When Rick Perry accused Mitt Romney of advocating for a federal mandate to purchase health care coverage in the hardcover edition of his memoir No Apology during Saturday night’s ABC News debate in Iowa, Romney tried to wager $10,000 that Perry couldn’t prove his point. The moment served to highlight Romney’s vast wealth and played poorly in a state where the average median income “is around $50,000.” But with just three weeks to go to the Iowa caucuses, the wager could proven even more damaging, for it greatly undermined Romney’s claims to consistency on health care and highlighted his greatest political vulnerability: a willingness to change positions and flip flop with the political winds.
To be clear, the hardcover version of Romney’s book No Apology “advocated the Massachusetts model as a strong option for other states” without specifically suggesting that the federal government should adopt the requirement. A later paperback edition even included additional passages that emphasized the changes he would have made to the Massachusetts law and how it’s different from “Obamacare.” What’s important here isn’t Romney book — be it the hardcover or the paperback editions — but rather the way he has evolved his rhetoric about reform from 2006, when he signed the bill into law, to today.
At the signing ceremony in April of 2006, Romney adopted a bipartisan spirit, saying, “This isn’t 100 percent of what anyone in this room wanted. But the differences between us are small.” In news interviews promoting the accomplishment, Romney praised Democrats and Republicans for working together on the measure and even claimed that the law solved “what the Democrats have talked about…which is getting everybody insured…in a Republican way.” He explained that this centered around the mandate by “applying a personal responsibility principle, reforming the market, and allowing people to buy private health care insurance, private insurance that they can take with them from job to job that’s entirely portable.”
During that same round of national media appearances — orchestrated by the governor to sell his accomplishment to the nation ahead of his presidential bid — Romney repeatedly hinted or directly stated that this “ultimate conservative solution” or “the Republican way” of personal responsibility could serve as a model for the nation. It’s a position he first adopted in his challenge to Sen.

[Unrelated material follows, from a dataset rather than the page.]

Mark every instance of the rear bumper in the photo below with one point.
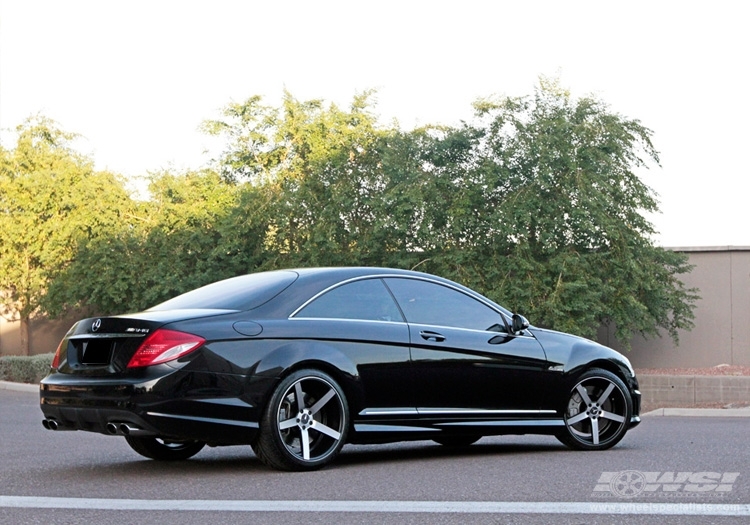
(169, 404)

Ted Kennedy in 1994. At that time, Romney said he would support a mandate on a national level if universal coverage could not be achieved through other means (such as providing tax incentives to purchase care) and explained that he would have voted for the Republican alternative to the Clinton plan offered by then Sen. John Chafee (R-RI), which included a national individual mandate.
By the time he became governor, Romney focused his attention on how Massachusetts and neighboring states could expand coverage, but still advocated for a federal mandate. In December 2007, Romney said that if other states adopted the individual mandate it would be “a terrific idea…we’ll end up with a nation that’s taken a mandate approach” and endorsed the mandate-centric Wyden-Bennett health care proposal. Other select quotes:
– “Let me just note, there are a lot of people who say, ‘you know Governor, I don’t like this idea that people are going to be required to buy insurance. This is America. They should be free.’ Well, they are going to get free health care if they don’t buy insurance. I don’t think it is appropriate to say individuals have a choice of saying I don’t want to buy insurance even though I can afford it and I want to make somebody else pay for it. That’s not American. And that is not the right way, in my view, for us to go.” [Chamber of Commerce, 4/25/2006]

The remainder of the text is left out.